穆於扶了下鏡框:「只是碰巧而已,我兼職的地方就在這附近。大路朝天,你們能來,我自然也能來。」
韓衍第一次從穆於口中聽到這樣算得上「回擊」的話語,心裡有些不舒服,表面驚訝道:「這樣嗎,那可能只是單純的緣分吧。來都來了,一起吃啊?」
穆於沒立刻坐下,而是看向了周頌臣。
周頌臣側著臉,看都沒看他一眼。
穆於對他的冷淡有些不知所措,正遲疑著,卻聽到周頌臣說:「坐。
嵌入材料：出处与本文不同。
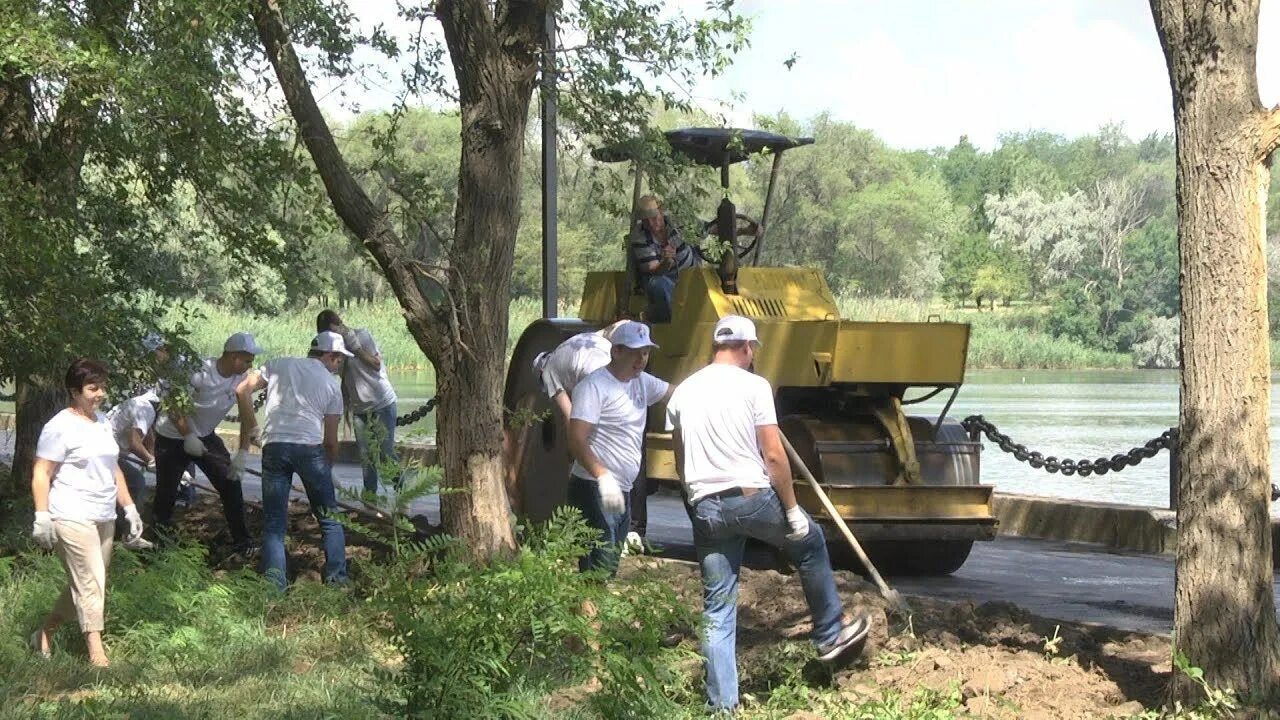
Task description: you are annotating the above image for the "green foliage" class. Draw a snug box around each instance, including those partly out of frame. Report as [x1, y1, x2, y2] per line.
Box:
[372, 509, 690, 717]
[0, 538, 380, 719]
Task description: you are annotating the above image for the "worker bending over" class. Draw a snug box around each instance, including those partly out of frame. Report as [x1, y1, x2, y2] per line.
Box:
[667, 315, 870, 710]
[237, 331, 352, 591]
[152, 333, 262, 555]
[568, 320, 671, 575]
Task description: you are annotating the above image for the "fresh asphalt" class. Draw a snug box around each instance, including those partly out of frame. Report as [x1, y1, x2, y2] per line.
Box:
[192, 456, 1280, 634]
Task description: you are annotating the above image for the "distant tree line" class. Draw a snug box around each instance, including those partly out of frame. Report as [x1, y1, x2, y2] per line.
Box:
[149, 105, 1280, 356]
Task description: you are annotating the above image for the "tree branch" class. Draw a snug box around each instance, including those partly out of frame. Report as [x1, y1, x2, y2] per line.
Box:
[250, 0, 449, 355]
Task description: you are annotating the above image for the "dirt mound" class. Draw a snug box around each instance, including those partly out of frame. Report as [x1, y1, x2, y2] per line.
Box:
[623, 557, 1170, 719]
」
韓衍看著穆於乖乖聽話,真拉著椅子坐下來,心裡有些看不上。
穆於就像周頌臣養的一條狗,只聽周頌臣一個人的話。
對其他人,他總是看到當沒看到,聽到當沒聽到,沒想跟他們深交,也沒把他們放在眼裡過。
真是社會性差得要死,還有點噁心。
韓衍看著穆於伸手將派切好,第一時間遞給周頌臣,心裡忍不住腹誹。
他在周頌臣身邊見過不少周頌臣的追求者,個個剛開始都很殷勤,但時間久了,就會因為周頌臣的性格而紛紛離去。
周頌臣從來不挽留,也不會看那些人一眼,一副被寵壞的樣子。
對於他性格的形成,韓衍猜測過可能天生的多一些,但現在看來,或許後天的養成也功不可沒。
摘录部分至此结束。